Lieg ich seit jeher im staubigen Tor der Dürre

Zum Tode der Bonner Schriftstellerin Helma Verbeek-Cardauns

Bonn. Helma Cardauns ist tot. Gestorben im Alter von 90 Jahren in den ersten Stunden des Frühlings, schnell, fast unbemerkt, entspannt, neugierig. Eine Nachricht, die man nicht glauben mag, so lebendig ist Helma Verbeek-Cardauns in aller Erinnerung. Präsent durch ihre dichterische Schaffenskraft bis ins hohe Alter, ihr Durchsetzungs- und Durchhaltevermögen.

Psalm 18,30, der die Todesanzeige ihrer Familie überschreibt - "Mit meinem Gott überspringe ich Mauern" -, ist auch ihr Lebensmotto gewesen. Helma Cardauns stammt aus einem großbürgerlichen Kölner Elternhaus. Sie heiratete 1937 den späteren Landeskonservator des Rheinlandes Prof. Albert Verbeek.

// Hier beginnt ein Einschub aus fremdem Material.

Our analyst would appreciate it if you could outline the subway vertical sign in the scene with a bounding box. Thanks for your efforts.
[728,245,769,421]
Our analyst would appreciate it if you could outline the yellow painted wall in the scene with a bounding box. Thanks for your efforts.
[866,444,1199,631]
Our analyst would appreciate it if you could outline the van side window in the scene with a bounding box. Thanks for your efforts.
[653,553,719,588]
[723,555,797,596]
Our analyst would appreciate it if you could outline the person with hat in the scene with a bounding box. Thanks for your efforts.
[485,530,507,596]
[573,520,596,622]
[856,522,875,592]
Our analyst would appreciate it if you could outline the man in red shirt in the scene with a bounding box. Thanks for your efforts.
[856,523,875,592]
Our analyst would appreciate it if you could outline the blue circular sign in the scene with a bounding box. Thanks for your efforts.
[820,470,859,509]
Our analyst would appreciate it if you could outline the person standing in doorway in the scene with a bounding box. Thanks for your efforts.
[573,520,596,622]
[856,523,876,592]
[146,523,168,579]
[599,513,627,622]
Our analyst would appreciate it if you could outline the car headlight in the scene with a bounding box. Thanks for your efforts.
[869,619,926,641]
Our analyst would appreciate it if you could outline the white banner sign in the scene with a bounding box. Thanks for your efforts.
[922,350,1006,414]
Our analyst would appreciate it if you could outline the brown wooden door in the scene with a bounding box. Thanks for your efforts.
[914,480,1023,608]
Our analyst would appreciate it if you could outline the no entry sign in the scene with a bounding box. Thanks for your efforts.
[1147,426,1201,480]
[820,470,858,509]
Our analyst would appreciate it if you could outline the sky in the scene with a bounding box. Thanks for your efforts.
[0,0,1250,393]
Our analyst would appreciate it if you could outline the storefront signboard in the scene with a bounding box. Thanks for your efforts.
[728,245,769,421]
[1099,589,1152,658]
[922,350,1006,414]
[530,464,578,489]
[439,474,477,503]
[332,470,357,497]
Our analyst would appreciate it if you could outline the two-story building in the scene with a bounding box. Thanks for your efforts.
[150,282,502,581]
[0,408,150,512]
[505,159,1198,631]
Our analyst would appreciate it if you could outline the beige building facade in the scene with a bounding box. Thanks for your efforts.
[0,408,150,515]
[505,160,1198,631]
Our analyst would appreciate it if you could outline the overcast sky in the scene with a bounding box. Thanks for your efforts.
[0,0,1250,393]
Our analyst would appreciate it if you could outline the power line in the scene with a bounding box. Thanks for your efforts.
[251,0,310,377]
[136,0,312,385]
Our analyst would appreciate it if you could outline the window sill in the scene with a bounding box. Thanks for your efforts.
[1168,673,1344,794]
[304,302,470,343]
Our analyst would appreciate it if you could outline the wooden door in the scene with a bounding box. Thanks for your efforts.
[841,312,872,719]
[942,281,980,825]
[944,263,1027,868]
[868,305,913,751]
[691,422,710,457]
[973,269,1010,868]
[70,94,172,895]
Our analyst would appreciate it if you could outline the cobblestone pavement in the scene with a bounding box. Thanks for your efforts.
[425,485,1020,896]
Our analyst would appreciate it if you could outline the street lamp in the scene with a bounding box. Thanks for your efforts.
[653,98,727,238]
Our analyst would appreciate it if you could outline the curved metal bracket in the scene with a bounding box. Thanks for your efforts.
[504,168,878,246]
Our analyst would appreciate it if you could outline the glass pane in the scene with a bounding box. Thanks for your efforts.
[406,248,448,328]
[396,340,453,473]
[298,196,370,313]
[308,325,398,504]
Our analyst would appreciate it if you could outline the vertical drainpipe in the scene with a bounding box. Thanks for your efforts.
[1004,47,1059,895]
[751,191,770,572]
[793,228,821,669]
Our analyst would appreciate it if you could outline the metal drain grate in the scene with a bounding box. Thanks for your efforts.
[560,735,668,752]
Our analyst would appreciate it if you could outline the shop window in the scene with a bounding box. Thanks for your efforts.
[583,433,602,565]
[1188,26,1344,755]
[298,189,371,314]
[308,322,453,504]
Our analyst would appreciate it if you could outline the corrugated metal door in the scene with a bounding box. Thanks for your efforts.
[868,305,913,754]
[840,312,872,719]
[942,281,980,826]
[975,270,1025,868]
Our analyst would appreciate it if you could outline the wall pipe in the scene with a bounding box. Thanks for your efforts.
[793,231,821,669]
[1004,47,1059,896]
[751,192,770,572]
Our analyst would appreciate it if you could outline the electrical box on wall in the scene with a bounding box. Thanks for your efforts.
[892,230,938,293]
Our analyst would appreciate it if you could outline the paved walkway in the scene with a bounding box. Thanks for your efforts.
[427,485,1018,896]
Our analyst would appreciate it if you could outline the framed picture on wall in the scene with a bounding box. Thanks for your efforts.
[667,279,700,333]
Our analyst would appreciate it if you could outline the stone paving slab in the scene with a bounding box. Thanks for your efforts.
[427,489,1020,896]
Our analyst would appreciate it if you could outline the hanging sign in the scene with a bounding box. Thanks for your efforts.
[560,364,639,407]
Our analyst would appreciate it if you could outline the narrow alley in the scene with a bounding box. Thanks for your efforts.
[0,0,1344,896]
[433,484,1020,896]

Obwohl die Sorge um die Familie und die Erziehung der fünf Söhne im Nachkriegsdeutschland ihre ganze Fürsorge forderten, begann sie bereits sehr früh zu schreiben.

Von 1947 bis 1986 erschienen zahlreiche Gedichte, Erzählungen, Theaterstücke und Romane. Bis sie dann mit einer Köln-Bonner Familiengeschichte in drei Teilen: "Eine Kölner Kindheit" (1991), "Luftwurzeln" (1993) und "Espenlaub und Lorbeerblatt" (1995) ein großes Publikum erreichte. In ihren letzten Lebensjahren beendete sie das Manuskript zu "Wer hat die größere Schuld", konzentrierte sich aber auch auf eine biegsam-durchsichtige Lyrik voller Farbe, Musik und Bewegung.

"Manchmal finde ich mich als Muschel wieder" erinnerte sie sich 1998. Als Helma Verbeek-Cardauns 1984 verwitwete, blieb sie zunächst in ihrer Zauberwohnung am Ippendorfer Mühlenberg wohnen, verbunden mit vertrauten Bildern, Geräuschen, Gerüchen. Später in den Neunzigern probierte sie kurz ein Leben im Altersheim aus. Das warf sie fast aus der Bahn.

Im festen Glauben, Mauern überspringen zu können, hatte sie in einer neuen Beziehung zu dem viele Jahre jüngeren Geographen Eberhard Mayer einen sensiblen Lebensgefährten für die letzte Phase ihres erfüllten Lebens gefunden.

Sie hatten noch Pläne für Rom und einen Sommer in Portugal. Helma Verbeek-Cardauns hat all ihre Sehnsüchte mitgenommen, sie uns aber auch als Vermächtnis hinterlassen. "Mein Leib eine Muschel im Meer. Im Blut den gelöschten Durst einer Herde, im Herzen die Seligkeiten der Pflanzen, lieg ich seit jeher im staubigen Tor der Dürre, ein Erdschorf in der Entwöhnung, ein Staubkorn und weniger noch, willenlos ausgeliefert dem Wind. Dann meine Freude ein Feuer, das meinen nächsten Nachbarn, den Tod, verzehrt wie ein Vogelschnabel ein Klümpchen Fleisch."